I’m not sure why, but people seem to want to come up and talk to me when I’m wearing my red rubber boots. With or without the dog. Any time of day. Downtown or in the woods or at a store or anywhere in between.
It may be simply the color of my boots that draws people to me when I wear them. They are a bright, true red. Like Superman’s boots. Or Dorothy’s ruby slippers (without the sparkle and glam). There are wonderful associations to be made with either — like saving the world, or returning to the safety of home. Iconic fashion designer Bill Blass even believed that “red is the ultimate cure for sadness.”

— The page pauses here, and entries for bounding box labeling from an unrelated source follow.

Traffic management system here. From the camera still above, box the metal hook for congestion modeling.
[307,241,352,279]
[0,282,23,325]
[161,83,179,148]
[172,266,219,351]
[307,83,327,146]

Then again, it may be the clunky thick rubber design of my boots that makes people want to stop and talk, to share a hug or pet the dog, and walk along beside us for a bit. The boots are rather ageless looking, as if they were molded around memories, hefty and bold and just a tad too big. Very Christopher Robin. With glimpses of childhood clumping out loud with every step, stepping into every puddle, smacking over sidewalks, squishing down dirt roads.
Yet more than either their color or style, I have begun to suspect there may be a deeper, less obvious attraction about my red rubber boots. I suspect it may be the implied invitation to “play” that seems to be inherent with them.
We all need to keep connected with our ability to play, I think. Even when it has been neatly packed up and tucked away behind our hearts and in the corners of our being for a very long time — yet never completely out of reach. We can still touch it and hold it near, in flashes of thought and remembrance, often without our permission, but always with a smile. Writer Joseph Brodsky captured such an image as this: “I remember myself, age five, sitting on a porch overlooking a very muddy road. The day was rainy. I was wearing rubber boots, yellow — no, not yellow, green — and for all I know, I’m still there.” And for all we know, we are all still there.
This sense and memory of play intertwines our past with our present, and seems to be what calls us to engage with all sorts of games and hobbies and sports. It compels us to throw a ball and skip a rock. To toss a frisbee for the dog or dangle a string for the cat. It coaxes us to swing on a tree branch or walk along the top of a fallen log in the woods. It’s that invisible yet undeniable connection to being a child — when the opportunity to play woke up with us every morning and made us laugh in our sleep at night. When the world was meant to be discovered, adventurous, thrilled over and shared.
I remember learning a long time ago about the ancient Hindu version of creation, and how it speaks not of the “work of God,” but of the “play of God.” And that the whole existence of the universe is meant for play, for sport, to be experienced like a dance.
And now there is a relatively recent virtual reality circulating throughout the cyber world that is known only as “Oaqui.” Whether Oaqui is a person or persons, young or old, male or female, or simply a concept, no one is telling. But it is all about fun — “deep fun.” And one Oaqui message to which I am particularly intrigued is this: “When fun gets deep enough, it can heal the world.”
Perhaps authentic play and fun can, in the end, solve and resolve any number of problems; perhaps it can answer hard questions and piece together puzzles, fix and invent, cure and care for the universe and each of us who lives here and those of us yet to come.
I suspect the world could at least be a better place if we all just played together more — with our child hearts — without goals or sides or keeping score, but with abandon and humor, with imagination and inclusiveness, taking turns and holding hands.
Perhaps play is hope wearing its red rubber boots.